= Eric Oswald Gale Scott =

Australian teacher, museum director, ichthyologist and pacifist (1899–1986)

Eric Oswald Gale Scott (18 October 1899 – 24 June 1986) was an Australian teacher, museum director, ichthyologist and pacifist. He was the director of the Queen Victoria Museum and Art Gallery in Launceston, Tasmania.

==Early life and education==
Eric Oswald Gale Scott was born on 18 October 1899 in Launceston, son of Herbert Hedley Scott, a curator at the Queen Victoria Museum and Art Gallery, and Frances Fanny, (née Stearnes).

Scott attended Launceston State High School, where he was awarded a university prize for English language and literature and the James Scott Memorial Prize in 1917.

He then attended the Philip Smith Training College. He started studying for a bachelor's degree in science at the University of Tasmania, while working first as a teacher, and after an interruption, continued during his employment at the museum, eventually completing his degree in 1933.

==Career==
Scott was a science teacher at both Launceston State High School and Devonport State High School between 1918 and 1923. He was also acting head teacher at Epping State School.

Two years into his degree, Scott's health broke down, and in 1924 he went to Europe. There he visited a number of leading museums, returning to Launceston in 1925 to take up a position as a science and maths master, as well as a sports master role, at Scotch College. He remained at Scotch College until 1929, when he resigned to finish his degree.

In 1930, he was appointed as an assistant curator at the Queen Victoria Museum and Art Gallery. He completed his degree in 1933, specialising in biology. Between 1930 and 1938 Scott worked with his father, assisting him with some of the routine curatorial work, as well as co-writing weekly newspaper articles. Eric Scott taught courses on biology and English poetry for the Workers’ Educational Association. In 1934, Scott's first research paper. "Observations on some Tasmanian fishes" was published in the Royal Society of Tasmania Papers and Proceedings.

On receipt of a grant from the Carnegie Corporation of New York, Scott travelled to New York in 1938 to study methods used in museums and art galleries in North America and Europe, but he had been away for only a week when he was informed of the death of his father. Nevertheless, he remain abroad and travelled for seven months, during which he visited 200 institutions in 20 countries.

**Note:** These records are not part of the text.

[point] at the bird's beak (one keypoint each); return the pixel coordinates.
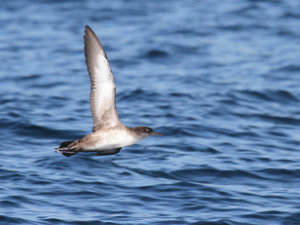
(158, 134)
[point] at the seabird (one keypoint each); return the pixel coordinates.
(109, 135)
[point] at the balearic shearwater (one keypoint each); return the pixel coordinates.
(109, 134)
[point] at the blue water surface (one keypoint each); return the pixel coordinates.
(221, 80)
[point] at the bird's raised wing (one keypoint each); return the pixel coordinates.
(103, 89)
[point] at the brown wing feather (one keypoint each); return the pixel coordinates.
(103, 89)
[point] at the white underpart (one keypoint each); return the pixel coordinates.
(113, 139)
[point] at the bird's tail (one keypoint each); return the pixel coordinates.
(67, 148)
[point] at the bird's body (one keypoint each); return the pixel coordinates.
(109, 134)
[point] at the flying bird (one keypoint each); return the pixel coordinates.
(109, 135)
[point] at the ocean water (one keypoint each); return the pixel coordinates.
(221, 80)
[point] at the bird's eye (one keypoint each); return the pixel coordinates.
(148, 130)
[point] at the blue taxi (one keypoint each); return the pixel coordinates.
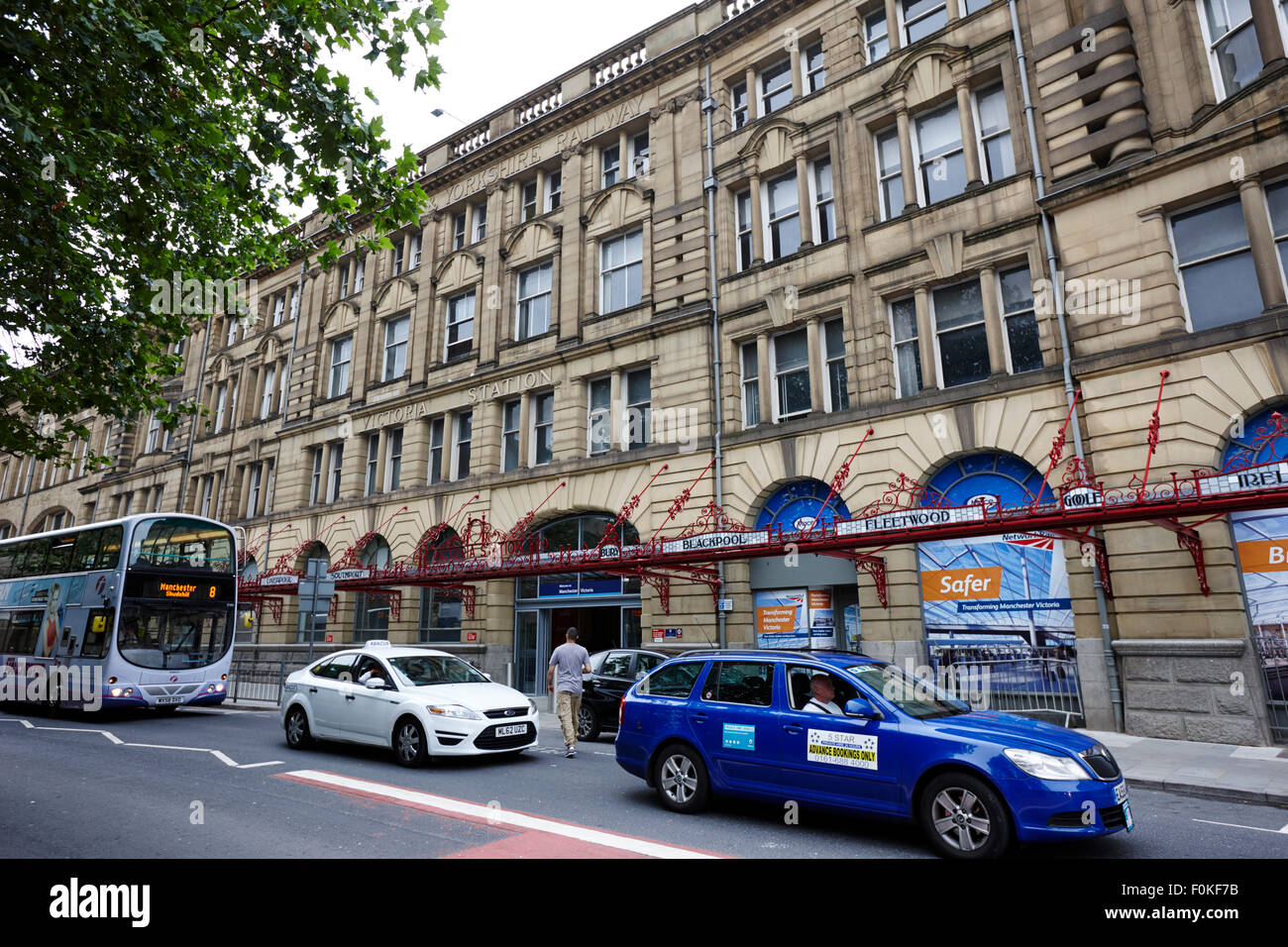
(846, 732)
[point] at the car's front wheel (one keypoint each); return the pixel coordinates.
(410, 744)
(682, 780)
(588, 723)
(964, 817)
(297, 735)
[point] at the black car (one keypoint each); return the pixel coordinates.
(610, 674)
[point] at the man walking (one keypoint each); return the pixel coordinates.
(571, 660)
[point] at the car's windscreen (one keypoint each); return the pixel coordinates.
(913, 696)
(436, 669)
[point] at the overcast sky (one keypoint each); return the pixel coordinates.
(494, 52)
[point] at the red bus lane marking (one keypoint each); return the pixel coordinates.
(549, 838)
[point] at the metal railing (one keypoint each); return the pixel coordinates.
(258, 681)
(1034, 684)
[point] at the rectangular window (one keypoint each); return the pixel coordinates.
(1276, 202)
(510, 412)
(316, 478)
(436, 451)
(532, 315)
(340, 355)
(266, 398)
(154, 433)
(369, 483)
(738, 105)
(776, 86)
(529, 200)
(639, 411)
(833, 357)
(542, 407)
(890, 174)
(938, 144)
(907, 351)
(958, 318)
(784, 219)
(1021, 324)
(253, 492)
(639, 155)
(220, 406)
(876, 37)
(1234, 54)
(750, 385)
(995, 134)
(462, 449)
(815, 73)
(824, 204)
(335, 470)
(460, 326)
(921, 18)
(599, 433)
(621, 272)
(1219, 279)
(393, 459)
(791, 373)
(395, 348)
(742, 210)
(610, 162)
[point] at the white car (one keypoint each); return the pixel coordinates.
(419, 702)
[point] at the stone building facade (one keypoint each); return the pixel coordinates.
(885, 254)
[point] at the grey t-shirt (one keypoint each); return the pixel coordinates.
(568, 660)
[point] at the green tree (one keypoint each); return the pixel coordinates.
(146, 140)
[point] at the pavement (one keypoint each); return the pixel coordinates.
(1207, 771)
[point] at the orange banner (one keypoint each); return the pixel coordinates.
(1263, 556)
(954, 585)
(776, 620)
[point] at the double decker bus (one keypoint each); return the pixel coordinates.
(134, 612)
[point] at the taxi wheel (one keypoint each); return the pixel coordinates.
(964, 817)
(682, 780)
(588, 723)
(410, 744)
(297, 736)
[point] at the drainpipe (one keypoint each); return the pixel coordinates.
(709, 187)
(192, 428)
(1116, 696)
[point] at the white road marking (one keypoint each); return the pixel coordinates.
(1235, 825)
(492, 815)
(223, 758)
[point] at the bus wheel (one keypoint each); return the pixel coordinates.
(297, 736)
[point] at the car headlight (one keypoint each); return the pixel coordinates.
(1046, 767)
(454, 710)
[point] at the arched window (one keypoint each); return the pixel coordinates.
(1013, 585)
(372, 611)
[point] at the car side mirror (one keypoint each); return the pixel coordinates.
(862, 709)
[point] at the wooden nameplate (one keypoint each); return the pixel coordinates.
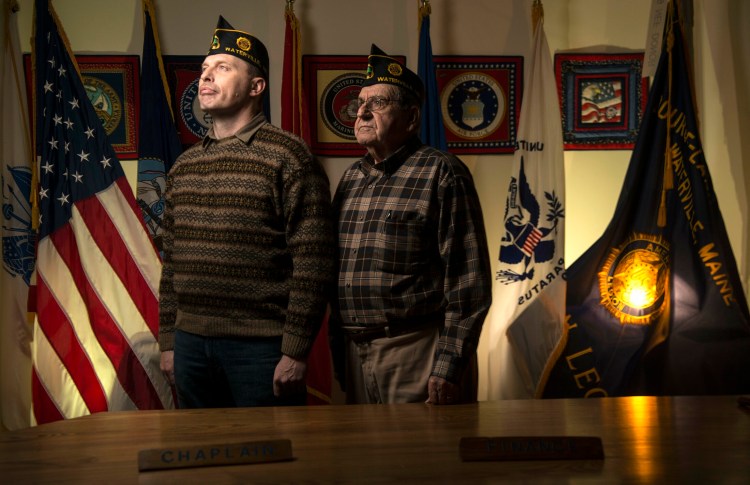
(215, 455)
(512, 448)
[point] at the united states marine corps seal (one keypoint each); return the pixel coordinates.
(633, 281)
(338, 104)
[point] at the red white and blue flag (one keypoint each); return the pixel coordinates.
(98, 271)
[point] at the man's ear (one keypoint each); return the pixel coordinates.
(258, 86)
(414, 118)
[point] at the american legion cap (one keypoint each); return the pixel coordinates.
(381, 68)
(228, 40)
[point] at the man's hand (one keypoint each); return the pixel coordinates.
(289, 377)
(167, 365)
(440, 391)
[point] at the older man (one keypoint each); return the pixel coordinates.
(414, 282)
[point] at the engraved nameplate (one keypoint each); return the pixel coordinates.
(508, 448)
(215, 454)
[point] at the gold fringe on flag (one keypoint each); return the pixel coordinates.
(667, 178)
(13, 8)
(537, 12)
(423, 10)
(149, 7)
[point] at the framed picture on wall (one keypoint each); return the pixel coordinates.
(183, 74)
(602, 99)
(113, 87)
(332, 84)
(480, 99)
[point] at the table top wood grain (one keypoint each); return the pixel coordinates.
(645, 439)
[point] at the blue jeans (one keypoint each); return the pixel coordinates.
(213, 372)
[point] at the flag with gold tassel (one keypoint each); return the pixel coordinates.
(656, 305)
(158, 142)
(432, 131)
(17, 231)
(525, 322)
(294, 119)
(293, 100)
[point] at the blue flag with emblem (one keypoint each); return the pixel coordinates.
(656, 306)
(158, 144)
(433, 130)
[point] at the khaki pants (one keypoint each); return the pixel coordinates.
(397, 369)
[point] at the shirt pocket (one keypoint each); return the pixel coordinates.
(402, 246)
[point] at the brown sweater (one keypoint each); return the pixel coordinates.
(248, 240)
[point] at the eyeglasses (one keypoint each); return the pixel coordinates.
(375, 103)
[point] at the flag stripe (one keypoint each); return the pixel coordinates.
(115, 242)
(118, 316)
(99, 270)
(61, 341)
(43, 405)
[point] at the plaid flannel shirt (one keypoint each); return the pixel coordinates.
(412, 244)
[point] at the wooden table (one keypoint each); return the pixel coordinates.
(646, 440)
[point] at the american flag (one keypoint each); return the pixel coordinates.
(601, 102)
(97, 270)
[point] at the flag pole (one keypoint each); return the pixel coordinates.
(537, 12)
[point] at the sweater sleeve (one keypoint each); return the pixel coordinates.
(167, 296)
(309, 233)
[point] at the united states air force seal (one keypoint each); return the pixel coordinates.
(633, 281)
(106, 101)
(338, 104)
(473, 105)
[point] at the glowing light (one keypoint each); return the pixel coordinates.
(639, 296)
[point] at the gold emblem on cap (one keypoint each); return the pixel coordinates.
(244, 43)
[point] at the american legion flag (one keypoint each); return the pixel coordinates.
(98, 272)
(656, 305)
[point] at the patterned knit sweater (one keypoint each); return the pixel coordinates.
(248, 240)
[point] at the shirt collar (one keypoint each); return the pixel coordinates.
(245, 133)
(391, 163)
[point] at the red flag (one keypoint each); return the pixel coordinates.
(294, 119)
(95, 345)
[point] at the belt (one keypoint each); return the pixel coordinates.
(366, 334)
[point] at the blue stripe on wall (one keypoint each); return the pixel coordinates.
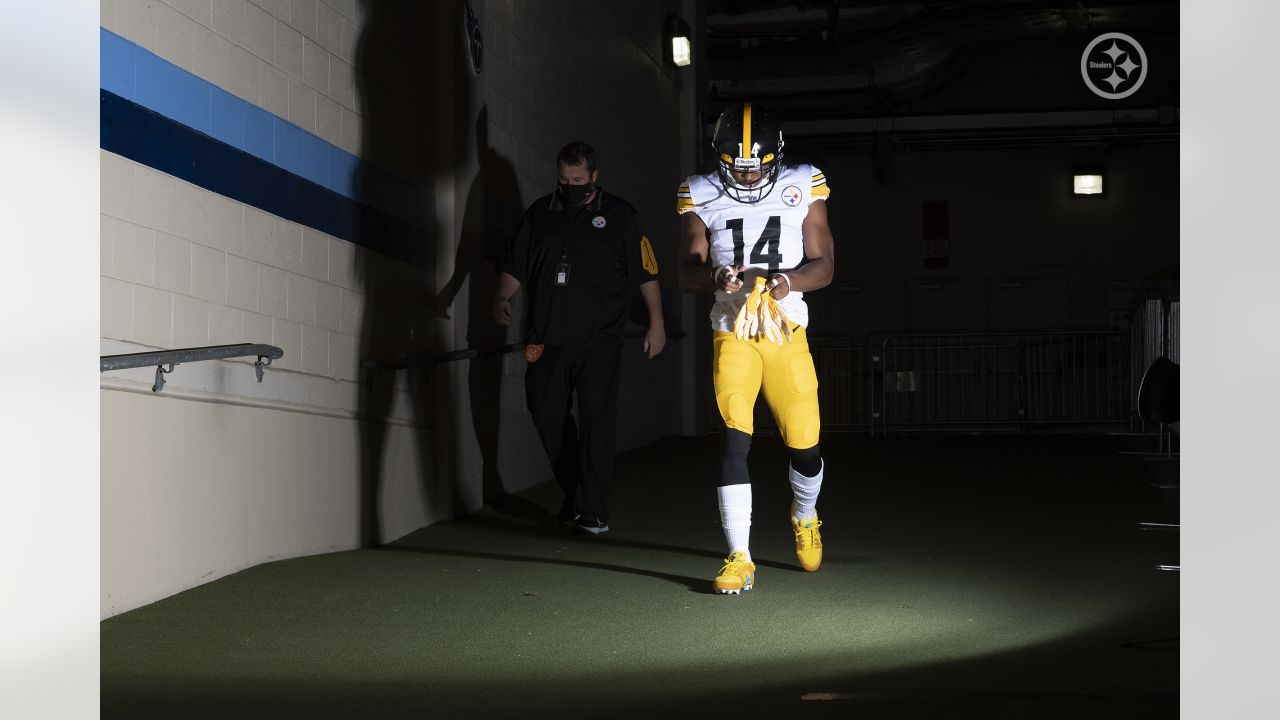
(144, 78)
(177, 149)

Following his return to Launceston he was appointed as director of the Queen Victoria Museum and Art Gallery in November 1938. He resigned from this post in 1942, when he served a sentence of a month in prison for his refusal to undergo a medical examination after the authorities refused to give him conscientious objector status. He was jailed for the same reason in 1943, this time for three months. He was imprisoned again in May 1945 for refusing to obey manpower directives, stating that this was because of his Christian beliefs. He ceased to be active in herpetology in 1942.

He returned to teaching from 1949, teaching language and science for private schools in Launceston until he retired in 1964.

He focused his attention to ichthyology for over 50 years, being the author of in excess of 50 published research papers and other works. With Peter Last and Frank Talbot, Scott co-authored Fishes of Tasmania, which was published in 1983.

==Other activities==
Scott was the honorary secretary of the Royal Society of Tasmania from 1931 to 1937 and 1939 to 1943.

==Recognition==
In 1965 he was appointed as an honorary associate in ichthyology at the Queen Victoria Museum and Art Gallery, re-formalising the links he had kept with that institution.

In 1987 the Royal Society of Tasmania gave him the posthumous award of its medal for his work in zoology. It was the first ever posthumous award of the RST Medal and his son, Dr D. Scott, accepted the medal on his father's behalf.

==Later life, death, and legacy==
Scott had another brush with the law in 1971 when, with his wife Freda, refused to take a compulsory chest X-ray mandated by the Tuberculosis Act.

He died on 24 June 1986 after being hit by a car in Launceston. Freda (née Freda Hazel Lloyd), who he had married in 1927, and a son and two daughters survived him.

Scott is honoured in the specific name of a species of clingfish, Alabes scotti. He had brought this species to the attention of Barry Hutchins of the Western Australian Museum in 1982, saying it was an undescribed species, showing him a sketch. Scott did not describe it and Hutchins and Sue Morrison published a description in 2004, naming it after Scott.